The original data file repdata_data_StormData.csv.bz2 is loaded directly using read.csv(). No pre-processing was done outside this document.
# download
if(!file.exists("repdata_data_StormData.csv.bz2")) {
download.file("https://d396qusza40orc.cloudfront.net/repdata%2Fdata%2FStormData.csv.bz2",
destfile = "repdata_data_StormData.csv.bz2", mode = "wb")
}
# read
storm <- read.csv("repdata_data_StormData.csv.bz2")

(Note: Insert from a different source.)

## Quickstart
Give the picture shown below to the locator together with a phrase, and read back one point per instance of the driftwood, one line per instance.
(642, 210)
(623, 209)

We use the dplyr and ggplot2 packages for data manipulation and visualization.
library(dplyr)
##
## Attaching package: 'dplyr'
## The following objects are masked from 'package:stats':
##
## filter, lag
## The following objects are masked from 'package:base':
##
## intersect, setdiff, setequal, union
library(ggplot2)
We standardize the event types to uppercase for consistency.
storm$EVTYPE <- toupper(storm$EVTYPE)
To determine which types of events are most harmful to population health, we sum fatalities and injuries for each event type and display the top 10.
health <- storm %>%
group_by(EVTYPE) %>%
summarise(
Fatalities = sum(FATALITIES, na.rm = TRUE),
Injuries = sum(INJURIES, na.rm = TRUE)
) %>%
mutate(Total = Fatalities + Injuries) %>%
arrange(desc(Total)) %>%
slice(1:10)
## `summarise()` ungrouping output (override with `.groups` argument)
print(health)
## # A tibble: 10 x 4
## EVTYPE Fatalities Injuries Total
## <chr> <dbl> <dbl> <dbl>
## 1 TORNADO 5633 91346 96979
## 2 EXCESSIVE HEAT 1903 6525 8428
## 3 TSTM WIND 504 6957 7461
## 4 FLOOD 470 6789 7259
## 5 LIGHTNING 816 5230 6046
## 6 HEAT 937 2100 3037
## 7 FLASH FLOOD 978 1777 2755
## 8 ICE STORM 89 1975 2064
## 9 THUNDERSTORM WIND 133 1488 1621
## 10 WINTER STORM 206 1321 1527
ggplot(health, aes(x = reorder(EVTYPE, -Total), y = Total)) +
geom_bar(stat = "identity", fill = "red") +
coord_flip() +
labs(title = "Top 10 Weather Events Harmful to Population Health",
x = "Event Type", y = "Total Fatalities and Injuries")
To assess economic damage, we add property and crop damage per event type and identify the top 10.
econ <- storm %>%
group_by(EVTYPE) %>%
summarise(
Property = sum(PROPDMG, na.rm = TRUE),
Crop = sum(CROPDMG, na.rm = TRUE)
) %>%
mutate(Total = Property + Crop) %>%
arrange(desc(Total)) %>%
slice(1:10)
## `summarise()` ungrouping output (override with `.groups` argument)
print(econ)
## # A tibble: 10 x 4
## EVTYPE Property Crop Total
## <chr> <dbl> <dbl> <dbl>
## 1 TORNADO 3212258. 100019. 3312277.
## 2 FLASH FLOOD 1420125. 179200. 1599325.
## 3 TSTM WIND 1335996. 109203. 1445198.
## 4 HAIL 688693. 579596. 1268290.
## 5 FLOOD 899938. 168038. 1067976.
## 6 THUNDERSTORM WIND 876844. 66791. 943636.
## 7 LIGHTNING 603352. 3581. 606932.
## 8 THUNDERSTORM WINDS 446293. 18685. 464978.
## 9 HIGH WIND 324732. 17283. 342015.
## 10 WINTER STORM 132721. 1979. 134700.
ggplot(econ, aes(x = reorder(EVTYPE, -Total), y = Total)) +
geom_bar(stat = "identity", fill = "darkgreen") +
coord_flip() +
labs(title = "Top 10 Weather Events with Greatest Economic Consequences",
x = "Event Type", y = "Total Property and Crop Damage")
The data shows that tornadoes are by far the most harmful weather event to public health, while floods cause the most economic damage. These insights can help guide policy makers and emergency management efforts in prioritizing preparedness for future severe weather events.